Asking Ted Cruz to shut up until November is not exactly a grand gesture
Great news for moderates,
reports The Washington Post:
In a midterm election year in which the political climate and map of battleground states clearly favors Republicans, many GOP candidates are nevertheless embracing some Democratic priorities in an effort to win over skeptical voters.
The evidence?
- Sen. Rob Portman, the GOP's top fundraiser in the Senate, said his party's candidates need to run on "common sense" ideas
- Candidates—most notably Colorado's Republican nominee for Senate, Cory Gardner—have endorsed over-the-counter birth control
- Oregon Senate candidate Monica Wehby has endorsed marriage equality
- Florida Gov. Rick Scott endorsed medical marijuana
- Senate Minority Leader Mitch McConnell endorsed Kentucky's Medicaid expansion
We'll start with the last one first, because McConnell did not endorse Kentucky's Medicaid expansion. Instead, he said—implausibly—that Kynect, Kentucky's implementation of Obamacare had nothing to do with Obamacare and could remain in place even if Obamacare were repealed. Obviously, that was designed to sound as though McConnell had embraced a reasonable position, but given that McConnell remains committed to repealing Obamacare "root and branch" and given that Kynect is 100 percent dependent on Obamacare, the nicest thing you can say about it would be to call it doublespeak. Certainly, it was not a substantive shift on policy.
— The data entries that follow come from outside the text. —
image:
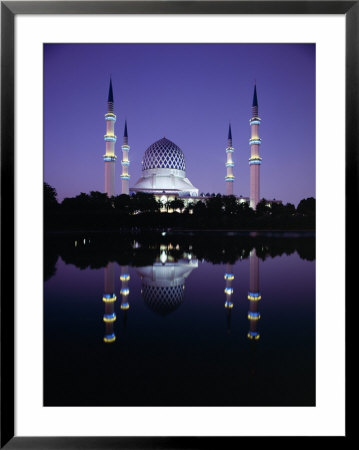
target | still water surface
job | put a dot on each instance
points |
(160, 325)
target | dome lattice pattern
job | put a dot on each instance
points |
(163, 300)
(163, 154)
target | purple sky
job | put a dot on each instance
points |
(188, 93)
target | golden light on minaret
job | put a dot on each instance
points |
(255, 160)
(125, 176)
(229, 164)
(110, 139)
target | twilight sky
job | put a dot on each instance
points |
(188, 93)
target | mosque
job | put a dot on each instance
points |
(164, 167)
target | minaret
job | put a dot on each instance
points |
(229, 164)
(229, 277)
(109, 299)
(125, 177)
(110, 139)
(255, 160)
(253, 295)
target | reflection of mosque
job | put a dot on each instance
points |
(162, 287)
(253, 296)
(109, 297)
(163, 283)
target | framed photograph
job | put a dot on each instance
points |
(176, 177)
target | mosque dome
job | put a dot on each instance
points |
(163, 154)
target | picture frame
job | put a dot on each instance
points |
(8, 12)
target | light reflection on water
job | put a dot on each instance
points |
(181, 331)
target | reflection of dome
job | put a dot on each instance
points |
(163, 154)
(163, 284)
(164, 171)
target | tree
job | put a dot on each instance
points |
(262, 209)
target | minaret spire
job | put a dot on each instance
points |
(255, 160)
(109, 157)
(125, 177)
(229, 164)
(110, 93)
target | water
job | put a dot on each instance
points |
(200, 321)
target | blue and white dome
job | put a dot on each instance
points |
(163, 154)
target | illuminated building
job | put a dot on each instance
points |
(125, 177)
(253, 296)
(255, 160)
(229, 277)
(110, 139)
(109, 298)
(164, 172)
(229, 164)
(163, 283)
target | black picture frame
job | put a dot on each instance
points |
(9, 9)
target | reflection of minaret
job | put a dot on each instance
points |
(163, 283)
(125, 177)
(253, 295)
(109, 157)
(229, 164)
(229, 277)
(109, 298)
(125, 291)
(255, 160)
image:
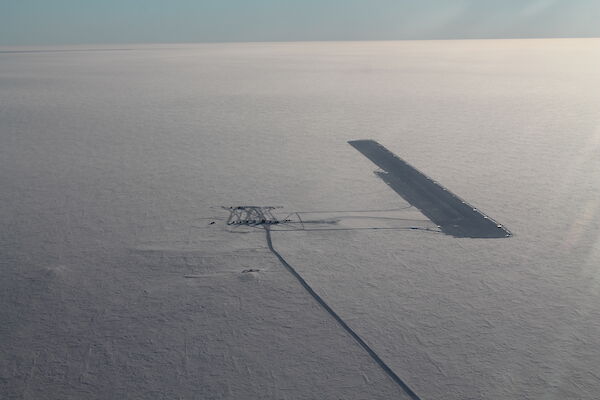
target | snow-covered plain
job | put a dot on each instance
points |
(114, 163)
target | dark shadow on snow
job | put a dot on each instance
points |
(453, 215)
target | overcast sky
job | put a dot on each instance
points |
(55, 22)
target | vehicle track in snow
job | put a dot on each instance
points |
(403, 385)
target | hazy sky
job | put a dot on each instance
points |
(31, 22)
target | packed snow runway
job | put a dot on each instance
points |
(121, 277)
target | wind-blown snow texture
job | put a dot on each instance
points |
(114, 163)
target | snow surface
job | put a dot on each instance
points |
(114, 163)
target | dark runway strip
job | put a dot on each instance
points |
(453, 215)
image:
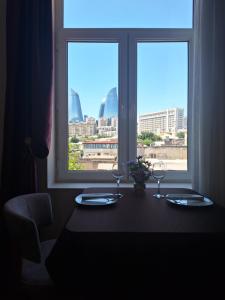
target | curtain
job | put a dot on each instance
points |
(208, 106)
(27, 124)
(2, 73)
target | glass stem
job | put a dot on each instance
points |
(118, 184)
(158, 181)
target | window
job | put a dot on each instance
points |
(122, 90)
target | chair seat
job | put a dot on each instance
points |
(36, 273)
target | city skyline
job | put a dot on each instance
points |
(107, 107)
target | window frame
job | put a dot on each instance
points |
(127, 40)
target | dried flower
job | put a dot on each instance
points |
(139, 169)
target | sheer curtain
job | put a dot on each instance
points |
(208, 108)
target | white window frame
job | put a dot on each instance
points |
(127, 40)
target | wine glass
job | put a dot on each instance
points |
(118, 173)
(159, 172)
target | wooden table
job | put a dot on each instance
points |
(142, 232)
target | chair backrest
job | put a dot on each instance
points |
(24, 215)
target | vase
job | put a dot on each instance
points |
(139, 187)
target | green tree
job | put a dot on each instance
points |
(73, 158)
(147, 138)
(74, 139)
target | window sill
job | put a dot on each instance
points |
(63, 185)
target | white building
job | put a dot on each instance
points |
(170, 120)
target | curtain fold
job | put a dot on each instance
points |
(28, 93)
(208, 107)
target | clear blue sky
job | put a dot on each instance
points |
(162, 67)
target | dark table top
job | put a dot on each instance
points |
(141, 231)
(135, 213)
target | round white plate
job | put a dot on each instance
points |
(191, 202)
(97, 199)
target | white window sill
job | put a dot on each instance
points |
(63, 185)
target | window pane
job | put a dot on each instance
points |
(92, 105)
(162, 103)
(128, 14)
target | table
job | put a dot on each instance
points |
(139, 231)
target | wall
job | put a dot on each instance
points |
(2, 72)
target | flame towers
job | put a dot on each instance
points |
(75, 112)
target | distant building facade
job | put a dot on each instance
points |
(109, 106)
(82, 129)
(169, 120)
(75, 111)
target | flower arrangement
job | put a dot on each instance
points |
(140, 171)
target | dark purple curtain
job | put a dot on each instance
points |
(28, 93)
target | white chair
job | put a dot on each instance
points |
(24, 216)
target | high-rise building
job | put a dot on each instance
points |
(75, 112)
(169, 120)
(109, 105)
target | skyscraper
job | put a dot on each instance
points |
(109, 106)
(75, 112)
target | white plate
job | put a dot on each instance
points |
(97, 199)
(189, 201)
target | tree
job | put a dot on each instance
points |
(147, 138)
(73, 158)
(74, 139)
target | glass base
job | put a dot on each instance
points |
(158, 196)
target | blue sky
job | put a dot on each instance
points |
(162, 67)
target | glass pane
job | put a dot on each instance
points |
(92, 105)
(128, 14)
(162, 103)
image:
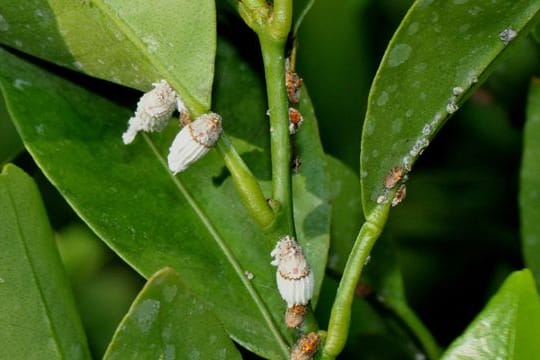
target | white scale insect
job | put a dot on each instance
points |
(154, 110)
(194, 140)
(294, 277)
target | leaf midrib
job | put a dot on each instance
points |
(192, 103)
(42, 296)
(221, 244)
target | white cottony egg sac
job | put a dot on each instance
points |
(154, 110)
(294, 277)
(194, 141)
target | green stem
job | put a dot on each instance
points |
(274, 67)
(340, 315)
(246, 184)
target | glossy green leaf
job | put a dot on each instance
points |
(167, 321)
(341, 63)
(436, 58)
(507, 328)
(38, 317)
(347, 217)
(10, 142)
(134, 43)
(382, 273)
(529, 197)
(193, 222)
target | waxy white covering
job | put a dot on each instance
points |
(294, 277)
(194, 141)
(154, 110)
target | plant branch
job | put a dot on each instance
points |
(340, 315)
(274, 67)
(246, 184)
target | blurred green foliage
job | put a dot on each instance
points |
(458, 230)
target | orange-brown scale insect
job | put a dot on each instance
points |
(295, 120)
(306, 347)
(393, 177)
(293, 83)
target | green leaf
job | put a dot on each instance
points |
(439, 54)
(38, 318)
(382, 274)
(10, 142)
(347, 217)
(301, 9)
(193, 222)
(165, 321)
(529, 196)
(507, 328)
(133, 43)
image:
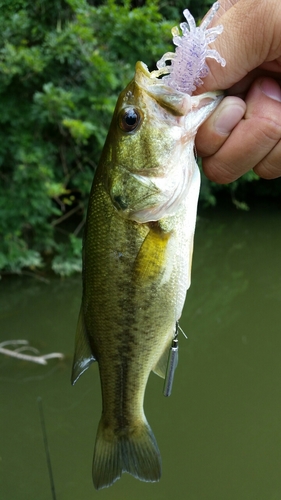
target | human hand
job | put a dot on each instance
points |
(245, 130)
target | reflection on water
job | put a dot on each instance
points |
(220, 431)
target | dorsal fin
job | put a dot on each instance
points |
(83, 356)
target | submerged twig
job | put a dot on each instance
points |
(41, 359)
(46, 446)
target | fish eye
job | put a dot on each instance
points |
(129, 119)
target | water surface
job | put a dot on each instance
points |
(220, 431)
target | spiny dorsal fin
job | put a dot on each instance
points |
(83, 356)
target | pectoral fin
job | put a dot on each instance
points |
(151, 259)
(161, 366)
(83, 356)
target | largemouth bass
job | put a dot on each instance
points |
(137, 261)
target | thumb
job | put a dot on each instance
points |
(251, 36)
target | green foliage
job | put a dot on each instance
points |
(62, 66)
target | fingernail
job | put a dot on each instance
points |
(229, 115)
(271, 89)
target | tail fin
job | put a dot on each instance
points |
(135, 451)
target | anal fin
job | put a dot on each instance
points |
(83, 356)
(161, 366)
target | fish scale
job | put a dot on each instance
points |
(137, 256)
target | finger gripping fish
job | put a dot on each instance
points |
(137, 255)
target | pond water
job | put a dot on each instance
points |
(220, 431)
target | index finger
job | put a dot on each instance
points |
(250, 37)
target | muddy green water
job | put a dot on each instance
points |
(220, 431)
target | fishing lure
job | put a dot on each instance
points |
(188, 64)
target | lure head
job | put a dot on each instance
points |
(149, 160)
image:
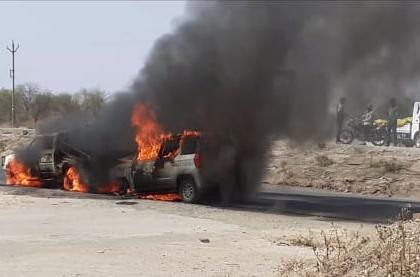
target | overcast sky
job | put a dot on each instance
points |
(68, 45)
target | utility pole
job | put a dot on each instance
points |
(13, 50)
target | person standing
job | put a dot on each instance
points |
(340, 118)
(367, 123)
(391, 132)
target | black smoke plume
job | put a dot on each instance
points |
(248, 72)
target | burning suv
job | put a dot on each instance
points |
(175, 169)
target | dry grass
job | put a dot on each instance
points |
(324, 161)
(394, 251)
(304, 241)
(386, 166)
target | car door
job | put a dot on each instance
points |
(166, 165)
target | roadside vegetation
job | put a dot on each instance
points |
(393, 251)
(34, 104)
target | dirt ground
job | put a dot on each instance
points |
(98, 237)
(373, 170)
(370, 170)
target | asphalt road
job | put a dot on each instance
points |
(289, 200)
(2, 177)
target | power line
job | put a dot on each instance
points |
(13, 50)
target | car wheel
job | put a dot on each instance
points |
(346, 136)
(188, 191)
(417, 140)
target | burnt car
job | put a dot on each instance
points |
(49, 156)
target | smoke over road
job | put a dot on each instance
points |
(256, 70)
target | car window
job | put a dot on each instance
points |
(42, 143)
(170, 145)
(189, 145)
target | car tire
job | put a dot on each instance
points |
(346, 136)
(417, 140)
(188, 191)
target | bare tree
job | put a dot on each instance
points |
(91, 100)
(41, 106)
(26, 94)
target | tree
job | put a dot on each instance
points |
(65, 104)
(41, 106)
(5, 105)
(91, 100)
(26, 94)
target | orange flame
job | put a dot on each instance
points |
(149, 133)
(19, 174)
(113, 187)
(73, 181)
(162, 197)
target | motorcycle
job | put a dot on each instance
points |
(354, 129)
The other examples are a mix of stylistic shifts (Portman's "common sense" rhetoric), cherry picking issues to distract from otherwise conservative candidacies (Scott and Wehby), or—as is the case with the birth-control gambit—blatant attempts to embrace a position that sounds progressive on a superficial level but that will actually please conservatives who are all hot-and-bothered to make sure health insurance no longer covers contraception.
Clearly, Republicans want people to believe that they are embracing mainstream policies after getting lost in the wilderness with the tea party—and it's clearly working with some in the media—but it's equally clear that when it comes down to it, we're not seeing a GOP that's actually trying to reinvent itself in a meaningful way. Instead, we're seeing a GOP that thinks their best shot at winning control of the senate is by hitting the mute button on the Ted Cruz's of their party. It's hard to argue with the political wisdom of that, but it's equally hard to argue that it will continue once November rolls around. Don't take my word for it. Just ask Cruz.